Mais si ce témoignage a clairement établi que Dominique de Villepin ne disait pas toute la vérité dans cette affaire, il ne permet pas de déduire qu'il avait demandé à son co-prévenu, l'ancien vice-président du groupe aéronautique EADS Jean-Louis Gergorin, de fournir à la justice les listings Clearstream, ni qu'il savait que ces listings étaient des faux.

Or pour qualifier le délit de «complicité de dénonciation calomnieuse», le tribunal doit acquérir la certitude que le prévenu savait bien que les listings étaient des faux.

La stratégie du mathématicien Imad Lahoud semble elle avoir fait long feu, le prévenu étant sorti mal en point de la confrontation. Il lui sera difficile désormais de démontrer qu'il n'a pas participé à la falsification des listings comme il l'affirme.

Lundi sera la dernière occasion pour lui et ses co-prévenus de faire évoluer le sentiment du tribunal. Dès mardi débuteront en effet les plaidoiries des parties civiles, avec en point d'orgue celle de l'avocat de M. Sarkozy, Me Thierry Herzog, lundi 19 octobre, puis le réquisitoire mardi 20. À l'issue des plaidoiries de la défense, le jugement devrait ensuite être mis en délibéré à début 2010.

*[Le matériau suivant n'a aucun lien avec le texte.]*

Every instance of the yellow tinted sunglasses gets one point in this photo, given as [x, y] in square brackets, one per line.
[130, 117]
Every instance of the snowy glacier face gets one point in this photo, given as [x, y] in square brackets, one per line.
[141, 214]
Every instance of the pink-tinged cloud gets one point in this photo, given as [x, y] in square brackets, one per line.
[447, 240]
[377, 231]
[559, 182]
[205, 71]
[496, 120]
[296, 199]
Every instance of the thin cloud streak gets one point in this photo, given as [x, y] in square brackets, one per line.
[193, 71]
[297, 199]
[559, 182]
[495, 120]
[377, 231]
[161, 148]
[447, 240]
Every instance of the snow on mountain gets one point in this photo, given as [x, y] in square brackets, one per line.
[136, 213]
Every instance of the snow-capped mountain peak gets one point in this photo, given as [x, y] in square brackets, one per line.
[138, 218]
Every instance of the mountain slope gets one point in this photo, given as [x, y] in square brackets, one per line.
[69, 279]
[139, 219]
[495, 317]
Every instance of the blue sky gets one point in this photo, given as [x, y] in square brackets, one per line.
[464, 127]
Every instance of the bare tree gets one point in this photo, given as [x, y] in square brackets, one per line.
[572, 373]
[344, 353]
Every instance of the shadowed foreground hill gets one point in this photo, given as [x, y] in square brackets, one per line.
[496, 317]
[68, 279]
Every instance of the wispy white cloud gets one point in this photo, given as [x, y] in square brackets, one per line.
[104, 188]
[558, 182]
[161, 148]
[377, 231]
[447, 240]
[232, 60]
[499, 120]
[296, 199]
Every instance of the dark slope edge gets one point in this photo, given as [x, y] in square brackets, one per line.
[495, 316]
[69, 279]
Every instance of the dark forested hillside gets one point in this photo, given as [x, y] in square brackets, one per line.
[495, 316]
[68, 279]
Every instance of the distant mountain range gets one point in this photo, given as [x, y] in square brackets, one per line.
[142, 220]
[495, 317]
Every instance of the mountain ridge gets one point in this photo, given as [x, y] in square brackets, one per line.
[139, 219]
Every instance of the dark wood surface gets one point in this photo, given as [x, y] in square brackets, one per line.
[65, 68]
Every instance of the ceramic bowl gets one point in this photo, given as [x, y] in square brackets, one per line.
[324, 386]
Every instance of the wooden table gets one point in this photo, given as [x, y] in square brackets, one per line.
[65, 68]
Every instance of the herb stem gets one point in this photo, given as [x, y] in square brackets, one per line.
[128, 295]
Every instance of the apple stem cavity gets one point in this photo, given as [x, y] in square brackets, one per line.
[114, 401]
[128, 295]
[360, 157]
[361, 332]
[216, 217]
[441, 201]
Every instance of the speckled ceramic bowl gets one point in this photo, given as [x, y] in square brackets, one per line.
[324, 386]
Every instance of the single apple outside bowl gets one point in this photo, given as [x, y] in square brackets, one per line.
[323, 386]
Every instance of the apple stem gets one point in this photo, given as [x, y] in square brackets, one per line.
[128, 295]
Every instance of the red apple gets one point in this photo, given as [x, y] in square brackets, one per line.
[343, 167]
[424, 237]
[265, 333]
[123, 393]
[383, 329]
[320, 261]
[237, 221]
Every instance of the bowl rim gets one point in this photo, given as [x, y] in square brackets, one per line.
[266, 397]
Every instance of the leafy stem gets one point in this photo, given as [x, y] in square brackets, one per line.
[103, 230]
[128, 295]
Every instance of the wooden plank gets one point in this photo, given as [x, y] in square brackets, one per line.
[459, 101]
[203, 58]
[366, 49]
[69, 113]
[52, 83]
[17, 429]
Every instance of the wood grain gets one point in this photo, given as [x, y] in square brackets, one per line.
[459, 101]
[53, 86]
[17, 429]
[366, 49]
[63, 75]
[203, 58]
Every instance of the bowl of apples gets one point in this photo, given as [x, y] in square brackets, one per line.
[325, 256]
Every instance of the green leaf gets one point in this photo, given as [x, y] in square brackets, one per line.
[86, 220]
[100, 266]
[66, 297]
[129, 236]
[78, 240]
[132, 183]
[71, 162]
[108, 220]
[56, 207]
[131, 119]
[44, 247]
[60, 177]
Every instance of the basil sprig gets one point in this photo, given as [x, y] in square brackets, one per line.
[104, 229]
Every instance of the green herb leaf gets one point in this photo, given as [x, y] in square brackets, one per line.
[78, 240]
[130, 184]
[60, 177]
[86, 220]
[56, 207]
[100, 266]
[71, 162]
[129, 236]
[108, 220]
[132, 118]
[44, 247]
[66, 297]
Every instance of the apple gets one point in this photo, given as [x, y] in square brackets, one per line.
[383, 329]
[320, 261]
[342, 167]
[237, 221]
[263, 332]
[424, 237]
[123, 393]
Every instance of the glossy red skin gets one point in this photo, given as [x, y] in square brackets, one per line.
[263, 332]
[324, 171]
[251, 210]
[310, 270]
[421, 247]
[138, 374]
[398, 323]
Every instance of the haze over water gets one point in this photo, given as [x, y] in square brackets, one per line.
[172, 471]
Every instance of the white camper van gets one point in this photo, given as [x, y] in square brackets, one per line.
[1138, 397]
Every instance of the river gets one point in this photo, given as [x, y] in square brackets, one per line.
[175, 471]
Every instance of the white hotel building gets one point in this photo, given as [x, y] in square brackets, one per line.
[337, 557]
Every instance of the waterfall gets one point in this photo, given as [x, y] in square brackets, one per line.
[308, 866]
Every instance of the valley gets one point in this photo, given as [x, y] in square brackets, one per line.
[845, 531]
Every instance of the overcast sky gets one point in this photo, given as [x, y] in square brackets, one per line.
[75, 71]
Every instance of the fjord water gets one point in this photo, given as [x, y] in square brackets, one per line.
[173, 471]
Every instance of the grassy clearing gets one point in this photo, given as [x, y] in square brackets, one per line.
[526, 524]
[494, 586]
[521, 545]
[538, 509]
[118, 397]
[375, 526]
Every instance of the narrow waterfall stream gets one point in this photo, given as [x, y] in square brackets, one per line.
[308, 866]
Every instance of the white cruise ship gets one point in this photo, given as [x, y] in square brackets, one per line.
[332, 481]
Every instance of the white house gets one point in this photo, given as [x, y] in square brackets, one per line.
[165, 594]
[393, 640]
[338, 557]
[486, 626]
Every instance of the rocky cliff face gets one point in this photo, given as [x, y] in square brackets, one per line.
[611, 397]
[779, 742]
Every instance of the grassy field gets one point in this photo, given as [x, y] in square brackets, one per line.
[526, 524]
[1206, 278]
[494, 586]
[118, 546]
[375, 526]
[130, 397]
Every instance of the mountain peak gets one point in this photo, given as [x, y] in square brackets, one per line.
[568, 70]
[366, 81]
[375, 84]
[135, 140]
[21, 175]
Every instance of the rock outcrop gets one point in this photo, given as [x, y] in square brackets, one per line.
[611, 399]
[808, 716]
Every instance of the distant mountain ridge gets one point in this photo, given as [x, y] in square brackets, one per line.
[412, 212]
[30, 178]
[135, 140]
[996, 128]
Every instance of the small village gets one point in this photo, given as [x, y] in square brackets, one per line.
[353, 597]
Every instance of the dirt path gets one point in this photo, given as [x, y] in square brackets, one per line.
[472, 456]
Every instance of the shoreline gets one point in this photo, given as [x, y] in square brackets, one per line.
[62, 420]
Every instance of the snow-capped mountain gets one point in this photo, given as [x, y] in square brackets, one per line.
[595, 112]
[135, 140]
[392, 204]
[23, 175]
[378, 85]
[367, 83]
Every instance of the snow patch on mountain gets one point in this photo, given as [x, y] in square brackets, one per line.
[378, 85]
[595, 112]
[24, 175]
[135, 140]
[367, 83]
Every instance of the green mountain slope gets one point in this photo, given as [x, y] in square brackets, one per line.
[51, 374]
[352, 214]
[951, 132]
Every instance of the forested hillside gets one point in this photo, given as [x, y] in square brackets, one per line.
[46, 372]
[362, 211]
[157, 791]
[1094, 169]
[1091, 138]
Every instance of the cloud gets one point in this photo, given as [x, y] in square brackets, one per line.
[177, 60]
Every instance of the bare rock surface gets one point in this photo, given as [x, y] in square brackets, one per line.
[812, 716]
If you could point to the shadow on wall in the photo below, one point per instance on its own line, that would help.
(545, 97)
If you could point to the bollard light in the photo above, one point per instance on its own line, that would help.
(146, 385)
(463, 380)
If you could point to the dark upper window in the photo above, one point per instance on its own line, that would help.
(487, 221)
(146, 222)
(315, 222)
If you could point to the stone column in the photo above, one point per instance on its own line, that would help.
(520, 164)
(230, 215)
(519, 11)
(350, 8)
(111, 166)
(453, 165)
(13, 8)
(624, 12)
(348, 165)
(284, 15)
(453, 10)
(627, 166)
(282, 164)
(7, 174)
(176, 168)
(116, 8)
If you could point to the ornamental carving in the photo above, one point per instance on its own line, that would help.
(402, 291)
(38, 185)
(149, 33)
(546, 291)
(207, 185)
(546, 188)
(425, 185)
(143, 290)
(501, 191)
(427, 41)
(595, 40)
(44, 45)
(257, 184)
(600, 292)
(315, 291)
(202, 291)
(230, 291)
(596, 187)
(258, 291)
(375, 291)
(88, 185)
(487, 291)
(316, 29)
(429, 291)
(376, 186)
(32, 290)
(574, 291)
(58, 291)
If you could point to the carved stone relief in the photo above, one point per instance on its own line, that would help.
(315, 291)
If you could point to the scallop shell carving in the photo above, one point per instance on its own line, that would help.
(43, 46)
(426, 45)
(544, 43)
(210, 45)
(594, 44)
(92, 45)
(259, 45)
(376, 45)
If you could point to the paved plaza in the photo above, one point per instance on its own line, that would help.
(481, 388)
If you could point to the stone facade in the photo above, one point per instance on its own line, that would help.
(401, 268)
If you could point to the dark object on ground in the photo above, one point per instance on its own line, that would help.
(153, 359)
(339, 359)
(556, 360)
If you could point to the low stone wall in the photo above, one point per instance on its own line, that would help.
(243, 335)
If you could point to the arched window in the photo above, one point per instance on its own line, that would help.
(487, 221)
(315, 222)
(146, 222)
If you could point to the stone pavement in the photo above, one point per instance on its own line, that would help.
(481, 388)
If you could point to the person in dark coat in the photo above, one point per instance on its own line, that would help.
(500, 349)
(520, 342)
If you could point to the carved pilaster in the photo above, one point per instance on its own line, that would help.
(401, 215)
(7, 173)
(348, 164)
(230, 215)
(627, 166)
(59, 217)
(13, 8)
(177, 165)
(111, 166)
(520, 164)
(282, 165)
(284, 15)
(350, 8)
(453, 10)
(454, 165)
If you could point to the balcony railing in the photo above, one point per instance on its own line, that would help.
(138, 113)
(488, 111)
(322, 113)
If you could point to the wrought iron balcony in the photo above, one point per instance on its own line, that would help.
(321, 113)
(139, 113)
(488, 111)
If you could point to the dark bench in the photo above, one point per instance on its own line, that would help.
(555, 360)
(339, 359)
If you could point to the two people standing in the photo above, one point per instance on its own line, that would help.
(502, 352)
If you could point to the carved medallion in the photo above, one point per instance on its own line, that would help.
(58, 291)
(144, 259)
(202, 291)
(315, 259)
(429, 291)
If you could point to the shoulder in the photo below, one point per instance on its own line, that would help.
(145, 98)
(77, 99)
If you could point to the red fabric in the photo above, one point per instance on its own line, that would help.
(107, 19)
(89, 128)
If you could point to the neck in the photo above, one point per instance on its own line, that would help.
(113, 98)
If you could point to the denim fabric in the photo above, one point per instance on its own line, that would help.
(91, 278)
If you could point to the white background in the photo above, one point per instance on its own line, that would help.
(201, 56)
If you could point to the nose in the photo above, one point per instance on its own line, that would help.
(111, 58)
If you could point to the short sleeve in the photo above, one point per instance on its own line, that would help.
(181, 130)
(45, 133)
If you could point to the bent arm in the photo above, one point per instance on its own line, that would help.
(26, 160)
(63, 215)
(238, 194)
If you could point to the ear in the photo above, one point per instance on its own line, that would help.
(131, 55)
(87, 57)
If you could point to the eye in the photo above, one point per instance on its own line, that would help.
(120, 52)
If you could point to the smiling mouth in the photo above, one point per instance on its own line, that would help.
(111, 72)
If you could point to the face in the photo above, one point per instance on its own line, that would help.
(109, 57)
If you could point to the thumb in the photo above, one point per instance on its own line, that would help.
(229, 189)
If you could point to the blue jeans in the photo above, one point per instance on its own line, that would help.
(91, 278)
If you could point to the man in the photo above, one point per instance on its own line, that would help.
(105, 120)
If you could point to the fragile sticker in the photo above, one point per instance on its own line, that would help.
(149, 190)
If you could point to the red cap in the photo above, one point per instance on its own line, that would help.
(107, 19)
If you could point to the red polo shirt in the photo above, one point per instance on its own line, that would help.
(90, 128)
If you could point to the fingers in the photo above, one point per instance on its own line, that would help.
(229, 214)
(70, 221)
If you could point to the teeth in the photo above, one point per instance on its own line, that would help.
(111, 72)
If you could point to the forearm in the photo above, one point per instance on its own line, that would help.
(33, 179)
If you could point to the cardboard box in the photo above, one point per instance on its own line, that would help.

Lundi devrait notamment avoir lieu l'audition de plusieurs parties civiles et notamment de Philippe Delmas, ancien vice-président d'Airbus (groupe EADS), seul à avoir été placé en garde à vue dans cette affaire. Il pourrait permettre de mieux comprendre le rôle de Jean-Louis Gergorin.

Mais ce sont surtout les derniers témoins qui pourraient créer la surprise. Notamment l'ancien patron des Renseignements généraux --ex-service de renseignement policier--, Yves Bertrand.

Imad Lahoud a affirmé avoir ajouté début 2004 dans les listings Clearstream le nom de Nicolas Sarkozy depuis le bureau d'Yves Bertrand. Celui-ci affirme de son côté être étranger à cette affaire.

Fourbissant sa plaidoirie, Me Olivier Metzner, l'un des avocats de Dominique de Villepin, a de nouveau dénoncé vendredi une «ingérence de l'appareil d'État» dans le procès Clearstream, où M. Sarkozy s'est porté partie civile.

L'ancien premier ministre, dont la rivalité avec Nicolas Sarkozy avait éclaté alors que tous deux faisaient partie d'un même gouvernement, risque dans cette affaire jusqu'à 5 ans de prison et 45 000 euros d'amende.